- To provide the Brand Team, as a medical referent on the therapeutic range entrusted, with all the necessary medical and scientific advice and information in this field.
- Contribute to the development of the product development strategy of the therapeutic range.
- Contribute to the development of AbbVie International's clinical study programs, evaluate their feasibility in France and develop subsidiary study programs, interventional or non-interventional, including those carried out at the request of the Authorities; manage academic studies related to the therapeutic area entrusted.
- To be the medical referent of the Laboratory in its field and as such to develop professional relations with experts in the specialty at the national level.
- Perform these assignments in accordance with AbbVie ethics, regulations, proper use of medications, guidelines, and Policies and Procedures.

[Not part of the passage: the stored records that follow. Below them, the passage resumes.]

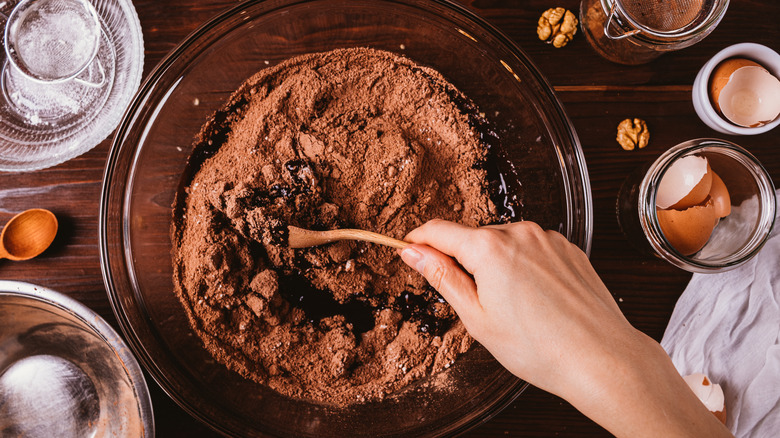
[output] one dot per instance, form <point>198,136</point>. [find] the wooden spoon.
<point>28,234</point>
<point>301,238</point>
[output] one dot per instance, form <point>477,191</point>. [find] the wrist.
<point>636,391</point>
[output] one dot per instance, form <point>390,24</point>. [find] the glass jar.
<point>637,32</point>
<point>735,239</point>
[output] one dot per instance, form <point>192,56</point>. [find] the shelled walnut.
<point>633,133</point>
<point>557,26</point>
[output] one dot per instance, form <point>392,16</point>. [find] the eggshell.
<point>686,183</point>
<point>719,194</point>
<point>722,73</point>
<point>751,97</point>
<point>710,394</point>
<point>688,230</point>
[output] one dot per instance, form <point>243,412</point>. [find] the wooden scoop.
<point>301,238</point>
<point>28,234</point>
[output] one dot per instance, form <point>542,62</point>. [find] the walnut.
<point>557,26</point>
<point>632,134</point>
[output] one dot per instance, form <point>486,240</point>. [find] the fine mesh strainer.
<point>667,16</point>
<point>674,23</point>
<point>638,31</point>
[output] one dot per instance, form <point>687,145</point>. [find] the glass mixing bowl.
<point>149,156</point>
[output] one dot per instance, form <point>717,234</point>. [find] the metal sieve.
<point>662,24</point>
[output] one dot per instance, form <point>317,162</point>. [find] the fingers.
<point>452,239</point>
<point>444,274</point>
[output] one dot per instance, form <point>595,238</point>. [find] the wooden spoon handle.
<point>301,238</point>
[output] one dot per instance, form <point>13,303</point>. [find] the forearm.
<point>641,394</point>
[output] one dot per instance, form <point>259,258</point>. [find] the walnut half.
<point>557,26</point>
<point>633,134</point>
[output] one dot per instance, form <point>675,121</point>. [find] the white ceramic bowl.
<point>763,55</point>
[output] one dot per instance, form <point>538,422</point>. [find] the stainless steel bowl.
<point>64,372</point>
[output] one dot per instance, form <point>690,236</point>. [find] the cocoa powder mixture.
<point>350,138</point>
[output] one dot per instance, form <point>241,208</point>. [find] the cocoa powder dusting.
<point>350,138</point>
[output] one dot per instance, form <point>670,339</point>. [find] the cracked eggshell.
<point>686,183</point>
<point>688,230</point>
<point>745,93</point>
<point>711,394</point>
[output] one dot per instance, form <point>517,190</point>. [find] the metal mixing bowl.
<point>64,372</point>
<point>149,157</point>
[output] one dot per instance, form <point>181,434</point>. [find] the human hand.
<point>534,301</point>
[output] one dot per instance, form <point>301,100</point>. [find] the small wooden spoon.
<point>301,238</point>
<point>28,234</point>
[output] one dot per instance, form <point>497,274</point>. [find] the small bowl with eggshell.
<point>737,92</point>
<point>705,205</point>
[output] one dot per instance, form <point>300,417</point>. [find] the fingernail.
<point>413,258</point>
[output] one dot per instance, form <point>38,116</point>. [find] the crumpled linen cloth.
<point>727,326</point>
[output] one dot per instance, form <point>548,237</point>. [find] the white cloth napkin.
<point>727,326</point>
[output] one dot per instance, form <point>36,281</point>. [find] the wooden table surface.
<point>596,94</point>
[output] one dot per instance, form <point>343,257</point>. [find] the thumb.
<point>445,275</point>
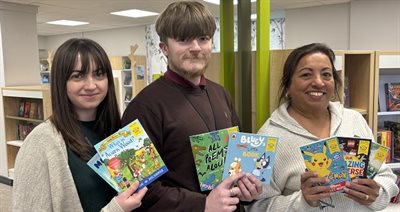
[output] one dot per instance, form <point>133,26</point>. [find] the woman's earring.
<point>287,96</point>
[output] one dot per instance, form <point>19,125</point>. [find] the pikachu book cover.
<point>326,158</point>
<point>130,156</point>
<point>251,153</point>
<point>377,157</point>
<point>356,153</point>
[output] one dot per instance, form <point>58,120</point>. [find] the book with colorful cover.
<point>356,153</point>
<point>326,159</point>
<point>130,156</point>
<point>97,164</point>
<point>209,152</point>
<point>250,153</point>
<point>392,93</point>
<point>377,157</point>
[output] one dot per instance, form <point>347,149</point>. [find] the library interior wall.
<point>325,24</point>
<point>116,42</point>
<point>19,55</point>
<point>375,25</point>
<point>359,25</point>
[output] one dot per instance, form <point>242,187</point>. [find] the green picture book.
<point>209,153</point>
<point>129,156</point>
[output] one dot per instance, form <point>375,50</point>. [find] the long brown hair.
<point>64,116</point>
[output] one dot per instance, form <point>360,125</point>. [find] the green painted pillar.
<point>244,64</point>
<point>262,62</point>
<point>227,55</point>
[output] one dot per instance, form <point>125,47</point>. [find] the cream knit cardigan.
<point>42,178</point>
<point>284,194</point>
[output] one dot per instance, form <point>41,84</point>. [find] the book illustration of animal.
<point>235,167</point>
<point>198,151</point>
<point>319,162</point>
<point>261,164</point>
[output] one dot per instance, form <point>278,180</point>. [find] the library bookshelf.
<point>20,119</point>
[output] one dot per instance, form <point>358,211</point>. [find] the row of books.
<point>390,137</point>
<point>341,159</point>
<point>128,155</point>
<point>23,129</point>
<point>30,109</point>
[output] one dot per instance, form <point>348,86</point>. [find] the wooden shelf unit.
<point>130,82</point>
<point>12,97</point>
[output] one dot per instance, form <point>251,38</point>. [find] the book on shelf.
<point>129,155</point>
<point>250,153</point>
<point>21,109</point>
<point>128,79</point>
<point>356,152</point>
<point>27,108</point>
<point>33,110</point>
<point>377,157</point>
<point>325,158</point>
<point>209,151</point>
<point>40,111</point>
<point>394,144</point>
<point>396,198</point>
<point>392,94</point>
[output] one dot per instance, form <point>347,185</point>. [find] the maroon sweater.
<point>171,111</point>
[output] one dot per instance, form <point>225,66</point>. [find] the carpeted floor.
<point>5,198</point>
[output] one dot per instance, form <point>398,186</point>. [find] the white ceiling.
<point>97,12</point>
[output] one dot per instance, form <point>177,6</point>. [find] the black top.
<point>94,193</point>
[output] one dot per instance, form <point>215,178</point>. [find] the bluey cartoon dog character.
<point>262,164</point>
<point>235,167</point>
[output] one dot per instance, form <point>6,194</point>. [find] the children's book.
<point>97,164</point>
<point>356,153</point>
<point>130,156</point>
<point>209,152</point>
<point>377,157</point>
<point>250,153</point>
<point>326,158</point>
<point>392,92</point>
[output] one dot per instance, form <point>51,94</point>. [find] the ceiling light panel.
<point>134,13</point>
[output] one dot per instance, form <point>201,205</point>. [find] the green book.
<point>209,152</point>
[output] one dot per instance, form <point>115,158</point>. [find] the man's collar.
<point>171,75</point>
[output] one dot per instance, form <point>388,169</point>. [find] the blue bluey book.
<point>326,158</point>
<point>250,153</point>
<point>130,156</point>
<point>97,164</point>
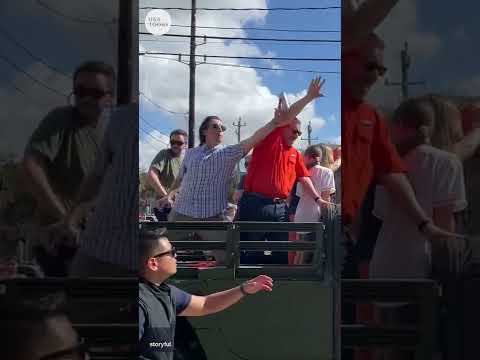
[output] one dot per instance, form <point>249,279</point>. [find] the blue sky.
<point>326,112</point>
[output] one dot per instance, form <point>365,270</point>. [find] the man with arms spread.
<point>271,174</point>
<point>159,303</point>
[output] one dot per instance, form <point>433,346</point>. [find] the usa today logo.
<point>158,22</point>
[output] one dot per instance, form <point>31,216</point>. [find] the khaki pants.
<point>219,255</point>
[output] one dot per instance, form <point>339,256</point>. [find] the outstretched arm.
<point>282,118</point>
<point>210,304</point>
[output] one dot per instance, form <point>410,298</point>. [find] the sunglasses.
<point>222,128</point>
<point>80,349</point>
<point>371,66</point>
<point>82,92</point>
<point>172,252</point>
<point>297,132</point>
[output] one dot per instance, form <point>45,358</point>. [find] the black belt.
<point>266,198</point>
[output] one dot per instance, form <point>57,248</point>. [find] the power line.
<point>253,67</point>
<point>31,77</point>
<point>246,9</point>
<point>161,41</point>
<point>161,107</point>
<point>256,29</point>
<point>155,129</point>
<point>33,56</point>
<point>72,18</point>
<point>241,57</point>
<point>247,39</point>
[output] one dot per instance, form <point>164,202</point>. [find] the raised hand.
<point>315,88</point>
<point>260,283</point>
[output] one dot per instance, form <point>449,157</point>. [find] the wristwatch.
<point>242,289</point>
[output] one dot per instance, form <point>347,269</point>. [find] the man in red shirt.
<point>274,166</point>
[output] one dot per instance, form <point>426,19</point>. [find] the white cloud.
<point>227,92</point>
<point>402,25</point>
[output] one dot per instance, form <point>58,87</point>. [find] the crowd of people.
<point>197,190</point>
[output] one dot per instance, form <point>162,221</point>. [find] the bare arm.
<point>281,118</point>
<point>154,181</point>
<point>35,167</point>
<point>364,20</point>
<point>401,190</point>
<point>205,305</point>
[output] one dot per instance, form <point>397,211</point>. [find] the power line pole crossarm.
<point>406,61</point>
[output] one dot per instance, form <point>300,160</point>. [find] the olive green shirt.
<point>69,147</point>
<point>167,167</point>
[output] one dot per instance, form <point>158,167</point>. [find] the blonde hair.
<point>327,156</point>
<point>434,119</point>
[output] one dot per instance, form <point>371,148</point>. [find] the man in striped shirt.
<point>202,181</point>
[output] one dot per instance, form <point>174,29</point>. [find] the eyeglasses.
<point>80,349</point>
<point>82,92</point>
<point>371,66</point>
<point>297,132</point>
<point>222,128</point>
<point>172,252</point>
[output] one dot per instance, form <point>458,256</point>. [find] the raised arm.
<point>283,118</point>
<point>213,303</point>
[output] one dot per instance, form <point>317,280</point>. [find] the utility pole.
<point>309,134</point>
<point>238,128</point>
<point>405,83</point>
<point>192,65</point>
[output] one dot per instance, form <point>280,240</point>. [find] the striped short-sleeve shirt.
<point>112,230</point>
<point>205,174</point>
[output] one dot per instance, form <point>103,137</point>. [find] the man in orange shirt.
<point>271,173</point>
<point>367,152</point>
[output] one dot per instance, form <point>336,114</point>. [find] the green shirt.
<point>167,167</point>
<point>69,148</point>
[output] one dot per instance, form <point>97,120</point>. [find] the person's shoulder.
<point>61,115</point>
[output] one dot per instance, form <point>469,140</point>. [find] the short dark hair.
<point>204,126</point>
<point>19,315</point>
<point>97,67</point>
<point>149,238</point>
<point>179,132</point>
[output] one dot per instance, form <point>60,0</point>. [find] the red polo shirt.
<point>367,153</point>
<point>274,167</point>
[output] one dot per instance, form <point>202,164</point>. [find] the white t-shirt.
<point>323,181</point>
<point>401,251</point>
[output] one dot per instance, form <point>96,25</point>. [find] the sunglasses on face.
<point>221,128</point>
<point>371,66</point>
<point>172,252</point>
<point>82,92</point>
<point>80,350</point>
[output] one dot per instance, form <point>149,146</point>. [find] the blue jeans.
<point>258,208</point>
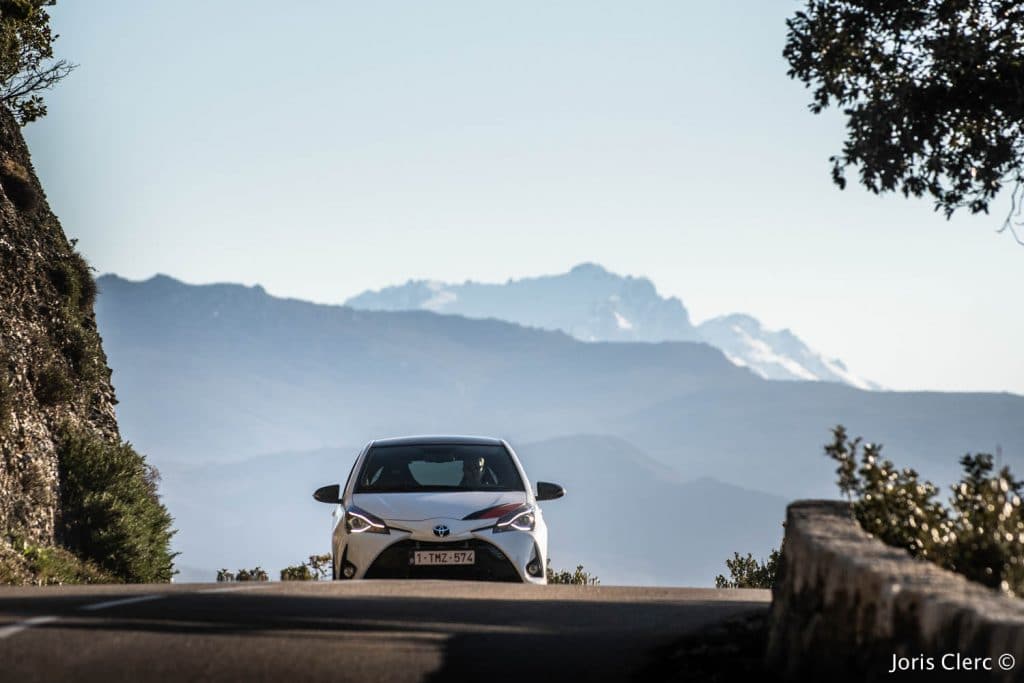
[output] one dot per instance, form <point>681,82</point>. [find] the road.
<point>334,631</point>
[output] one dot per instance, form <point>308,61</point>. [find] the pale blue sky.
<point>325,147</point>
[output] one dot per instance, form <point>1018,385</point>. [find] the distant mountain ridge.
<point>592,304</point>
<point>211,377</point>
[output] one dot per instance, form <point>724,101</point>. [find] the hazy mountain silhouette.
<point>593,304</point>
<point>221,373</point>
<point>211,376</point>
<point>627,517</point>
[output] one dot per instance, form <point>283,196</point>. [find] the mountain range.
<point>592,304</point>
<point>245,400</point>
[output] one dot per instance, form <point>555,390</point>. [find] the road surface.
<point>335,631</point>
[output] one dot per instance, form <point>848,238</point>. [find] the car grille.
<point>492,564</point>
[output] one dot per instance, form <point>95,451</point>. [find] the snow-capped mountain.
<point>588,302</point>
<point>774,354</point>
<point>593,304</point>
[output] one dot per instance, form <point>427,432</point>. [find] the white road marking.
<point>7,631</point>
<point>232,589</point>
<point>116,603</point>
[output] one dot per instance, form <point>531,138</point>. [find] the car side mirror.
<point>330,494</point>
<point>549,492</point>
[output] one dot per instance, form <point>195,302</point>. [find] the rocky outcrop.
<point>848,607</point>
<point>52,368</point>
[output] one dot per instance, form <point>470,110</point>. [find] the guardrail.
<point>848,607</point>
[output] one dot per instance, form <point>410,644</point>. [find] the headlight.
<point>358,520</point>
<point>520,519</point>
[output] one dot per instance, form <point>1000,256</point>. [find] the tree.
<point>749,572</point>
<point>27,65</point>
<point>933,91</point>
<point>980,534</point>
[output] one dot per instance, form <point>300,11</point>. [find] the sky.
<point>325,147</point>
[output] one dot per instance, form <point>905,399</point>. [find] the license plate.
<point>421,557</point>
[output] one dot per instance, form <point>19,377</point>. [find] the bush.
<point>316,568</point>
<point>979,535</point>
<point>6,398</point>
<point>297,572</point>
<point>50,565</point>
<point>111,513</point>
<point>580,577</point>
<point>749,572</point>
<point>256,573</point>
<point>73,280</point>
<point>17,185</point>
<point>52,386</point>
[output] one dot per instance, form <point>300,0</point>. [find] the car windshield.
<point>399,469</point>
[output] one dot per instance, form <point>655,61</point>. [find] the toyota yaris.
<point>439,507</point>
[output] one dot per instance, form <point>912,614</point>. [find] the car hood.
<point>433,505</point>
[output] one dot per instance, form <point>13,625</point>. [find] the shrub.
<point>297,572</point>
<point>73,280</point>
<point>580,577</point>
<point>111,513</point>
<point>256,573</point>
<point>316,568</point>
<point>52,386</point>
<point>50,565</point>
<point>979,535</point>
<point>749,572</point>
<point>81,347</point>
<point>6,399</point>
<point>17,185</point>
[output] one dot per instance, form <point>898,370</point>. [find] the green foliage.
<point>580,577</point>
<point>256,573</point>
<point>892,504</point>
<point>980,534</point>
<point>749,572</point>
<point>18,185</point>
<point>933,92</point>
<point>6,398</point>
<point>296,572</point>
<point>111,513</point>
<point>27,66</point>
<point>50,565</point>
<point>74,282</point>
<point>315,568</point>
<point>52,386</point>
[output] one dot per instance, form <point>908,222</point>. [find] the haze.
<point>323,148</point>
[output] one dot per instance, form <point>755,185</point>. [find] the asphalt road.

- Back –up: Other Range Doctor of the therapeutic area or Head of the Medical Unit
- Medical referent in his field:
- Develops and maintains in-depth knowledge of the products and therapeutic area for which he is responsible.
- Sets up study programs including those requested by the authorities; manages academic programs.
- Is the medical interlocutor on international clinical studies.
- Contributes to the design and drafting of transparency and registration renewal files.
- Contributes to the preparation of regulatory files and the validation of promotional documents. (see point 3 below)
- Medical contact of the Brand Team and the Market Access and HEOR teams:
- Contributes to the design of medical and scientific communication by proposing communication axes, clinical studies, scientific publications
- Contributes to the development, implementation and operation of the programs put in place (press conferences, symposia...)
- Contributes to the development and validation of promotional documents and arguments in compliance with an objective presentation, the proper use of medicines, regulations and the Charter of the Medical Examination. - Verifies, validates and/or approves environmental scientific training materials for medical examination. - Creates, updates and validates the scientific content of slide kits used by CMAs
- Contributes to the production of communications on the occasion of congresses, and other scientific meetings.
- Contributes to the presentation of medical content during medical examination seminars and participates in the training and situation of delegates within the framework of the charter of the medical examination.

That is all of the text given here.